As a trainee your responsibility at the Hearing tends to reflect the forum that you are in. However, don’t be under any illusions, you will never be an idle observer even if you attend with your Supervisor. Note taking is critical. I have on one occasion had an Employment Judge ask me via Counsel what I have written in my notes as the Claimant’s Representative was asserting that he had made an oral application, during the course of the hearing, which the Judge correctly disputed.

Aside from note taking, trainees often have a very active role. Client and witness management can often fall in your hands when your Supervisor is preoccupied with pre-hearing discussions with Counsel. Putting witnesses at ease, explaining the process, and ensuring they are where they are supposed to be at any given time is key. Locating documents can also prove vital.

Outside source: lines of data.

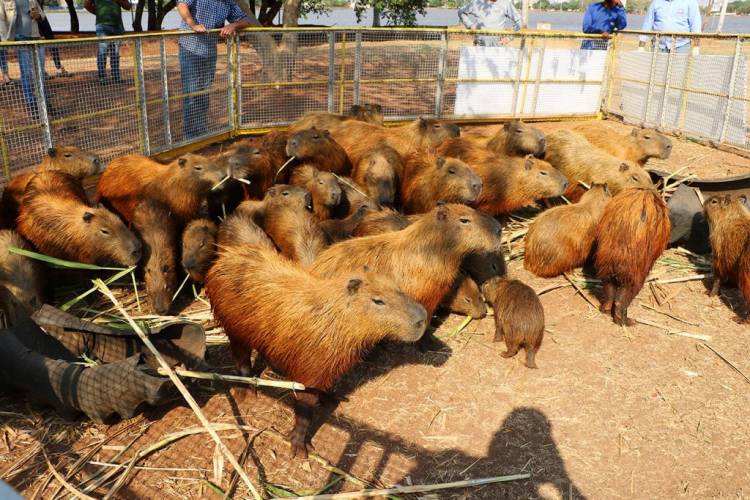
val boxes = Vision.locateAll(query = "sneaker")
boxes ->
[56,68,70,78]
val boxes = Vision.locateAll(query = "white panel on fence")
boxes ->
[616,51,748,147]
[453,46,607,117]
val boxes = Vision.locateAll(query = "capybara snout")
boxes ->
[360,275,428,342]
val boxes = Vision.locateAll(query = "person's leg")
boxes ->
[180,46,198,138]
[110,26,124,82]
[0,48,9,83]
[96,25,108,82]
[38,17,64,72]
[193,52,217,137]
[16,42,38,118]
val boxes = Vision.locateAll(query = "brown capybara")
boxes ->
[351,207,411,237]
[95,153,226,223]
[544,129,653,200]
[462,250,507,287]
[132,199,178,315]
[228,142,276,199]
[574,122,672,166]
[481,277,544,369]
[311,203,503,349]
[206,244,427,457]
[333,176,380,218]
[181,218,218,284]
[1,146,101,227]
[206,146,264,219]
[401,152,482,215]
[440,273,487,318]
[595,188,670,326]
[259,130,292,178]
[290,164,343,220]
[285,128,352,176]
[485,120,546,158]
[524,183,612,278]
[289,103,384,131]
[18,172,142,267]
[0,230,45,325]
[351,145,402,207]
[329,117,460,166]
[350,103,384,125]
[319,205,371,243]
[217,207,276,249]
[704,194,750,321]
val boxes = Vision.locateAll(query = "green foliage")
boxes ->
[353,0,428,26]
[728,0,750,14]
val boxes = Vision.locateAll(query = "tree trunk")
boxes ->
[65,0,79,33]
[134,0,146,32]
[156,0,177,30]
[372,4,381,27]
[147,0,157,30]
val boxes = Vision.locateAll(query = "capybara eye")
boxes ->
[199,241,205,248]
[644,135,652,139]
[193,165,203,171]
[448,168,456,174]
[539,171,548,176]
[318,180,324,185]
[459,217,471,224]
[282,191,290,196]
[100,228,111,236]
[312,134,320,140]
[631,175,639,182]
[433,124,441,129]
[516,129,523,133]
[371,297,385,306]
[64,153,73,159]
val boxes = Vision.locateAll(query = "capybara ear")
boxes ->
[350,104,362,113]
[524,156,534,170]
[503,121,512,131]
[82,211,94,223]
[436,156,446,169]
[363,265,370,272]
[631,128,639,137]
[436,202,448,221]
[346,278,362,295]
[418,117,428,130]
[178,157,188,167]
[47,147,57,157]
[267,186,278,197]
[619,162,630,172]
[323,129,331,137]
[740,194,748,206]
[603,182,611,195]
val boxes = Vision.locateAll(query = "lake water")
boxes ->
[44,7,750,34]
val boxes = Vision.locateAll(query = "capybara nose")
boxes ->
[666,143,673,150]
[153,295,171,315]
[288,139,298,149]
[448,124,460,137]
[414,318,426,331]
[471,181,482,196]
[330,191,341,206]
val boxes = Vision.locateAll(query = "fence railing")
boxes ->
[0,28,748,183]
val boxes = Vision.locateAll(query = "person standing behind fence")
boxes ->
[177,0,250,140]
[37,4,70,78]
[581,0,626,50]
[84,0,130,85]
[639,0,701,53]
[458,0,521,47]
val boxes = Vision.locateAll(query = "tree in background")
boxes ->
[353,0,428,26]
[132,0,177,31]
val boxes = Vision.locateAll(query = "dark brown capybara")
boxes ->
[285,128,352,176]
[350,103,384,124]
[704,194,750,321]
[205,244,427,457]
[318,205,371,243]
[206,146,263,220]
[595,187,670,326]
[1,146,101,228]
[524,183,612,278]
[289,164,343,220]
[95,153,226,224]
[484,120,546,158]
[289,103,384,131]
[461,249,508,287]
[333,176,380,218]
[132,199,178,315]
[351,145,402,207]
[229,141,277,200]
[440,273,487,318]
[401,152,482,214]
[481,277,544,369]
[574,123,673,166]
[351,207,411,237]
[181,218,218,284]
[18,172,142,267]
[0,230,45,325]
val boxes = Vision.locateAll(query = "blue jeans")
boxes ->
[659,42,691,53]
[96,24,124,81]
[0,49,7,75]
[16,35,46,118]
[179,47,217,140]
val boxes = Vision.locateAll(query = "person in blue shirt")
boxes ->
[639,0,701,53]
[581,0,627,50]
[177,0,250,139]
[458,0,521,46]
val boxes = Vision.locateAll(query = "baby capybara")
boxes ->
[96,153,226,223]
[575,123,672,166]
[206,244,427,457]
[595,188,670,326]
[181,218,218,284]
[485,120,546,158]
[704,194,750,321]
[290,164,343,220]
[351,145,402,206]
[524,183,612,278]
[18,172,142,267]
[401,153,482,214]
[1,146,101,227]
[481,277,544,369]
[440,273,487,318]
[0,230,45,325]
[286,128,352,176]
[132,199,178,315]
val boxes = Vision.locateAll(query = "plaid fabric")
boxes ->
[177,0,247,56]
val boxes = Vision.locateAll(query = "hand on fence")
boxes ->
[220,24,238,38]
[190,23,208,34]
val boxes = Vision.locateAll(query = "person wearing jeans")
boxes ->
[36,5,69,78]
[177,0,249,139]
[85,0,130,84]
[0,48,9,84]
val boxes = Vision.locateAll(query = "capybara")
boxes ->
[0,230,45,325]
[462,250,507,287]
[181,218,218,284]
[704,194,750,320]
[333,176,380,218]
[206,146,262,219]
[329,117,460,166]
[544,129,653,199]
[285,128,352,176]
[350,103,384,125]
[401,153,482,214]
[18,172,142,267]
[481,277,544,369]
[351,207,411,237]
[289,103,384,131]
[1,146,101,227]
[595,188,670,326]
[289,164,343,220]
[351,145,402,206]
[440,273,487,318]
[574,123,672,165]
[95,153,226,223]
[524,183,612,278]
[132,199,178,315]
[485,120,546,158]
[259,130,292,179]
[206,244,427,457]
[228,142,277,199]
[311,203,503,347]
[217,207,275,249]
[319,205,371,243]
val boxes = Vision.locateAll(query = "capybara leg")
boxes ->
[613,286,637,327]
[709,277,721,297]
[525,347,538,369]
[736,272,750,324]
[599,280,615,314]
[501,340,520,359]
[493,324,505,342]
[229,338,253,377]
[290,390,320,459]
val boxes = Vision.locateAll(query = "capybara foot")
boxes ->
[500,350,515,359]
[733,315,750,325]
[289,434,310,459]
[614,316,636,327]
[525,350,538,369]
[599,302,613,314]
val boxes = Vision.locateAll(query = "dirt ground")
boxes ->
[2,122,750,499]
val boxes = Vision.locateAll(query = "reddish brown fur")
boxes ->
[351,145,402,206]
[319,205,372,243]
[481,277,544,369]
[575,123,672,166]
[217,207,275,249]
[0,230,45,325]
[206,244,427,456]
[462,250,507,286]
[351,207,411,237]
[258,131,292,182]
[286,128,352,175]
[182,218,218,284]
[18,172,142,267]
[440,273,487,318]
[289,164,343,220]
[95,153,225,223]
[333,177,380,218]
[289,103,384,131]
[524,183,612,278]
[485,120,546,158]
[595,188,670,326]
[400,152,482,215]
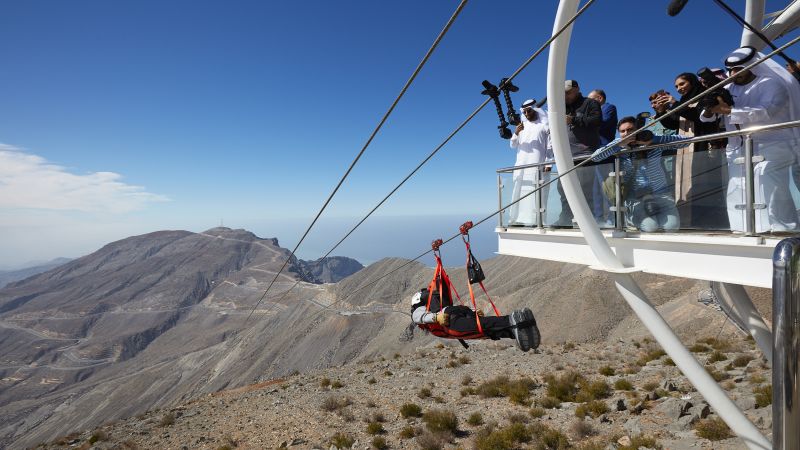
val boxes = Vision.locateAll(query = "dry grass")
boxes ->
[694,417,732,440]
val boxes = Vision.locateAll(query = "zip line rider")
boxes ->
[410,289,540,352]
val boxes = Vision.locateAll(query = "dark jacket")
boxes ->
[566,95,602,155]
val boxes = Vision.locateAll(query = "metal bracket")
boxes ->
[733,155,766,165]
[609,206,628,212]
[735,203,767,210]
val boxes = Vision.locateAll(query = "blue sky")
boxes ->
[0,0,795,268]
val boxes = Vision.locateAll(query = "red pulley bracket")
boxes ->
[431,239,443,251]
[459,221,474,235]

Sometimes you can be even more involved, especially if you attend Court/Tribunal alone, without a supervising Solicitor. In these circumstances it will be you who Counsel turns to for urgent instructions if something unexpected comes up. At first this can be incredibly daunting but you learn to think on your feet and the adrenaline certainly kicks in!

This was indeed the case when Counsel at a Coroner’s Inquest, assigned me the role of ‘managing the press’. I had certainly not envisaged doing this as a Trainee when I embarked on my training contract! We kept the media interest at bay for most of the day, but there came a point when we had to leave the building and the press were expecting a statement and picture. Counsel sent me out alone with the witnesses to ‘face the music’ and to advise that our client had no comment to make at this time. Unfortunately the British press are persistent, and not too unexpectedly, were not happy with our stance and chased us down the street in pursuit of their statement and picture!

Ultimately, it is through my attendance at Court that I have learnt how imperative it is to prepare a case thoroughly. Critical analysis is an essential aspect of litigation. It is only through such preparation and continual assessment that you can minimise (but never completely eradicate) the risks of litigation.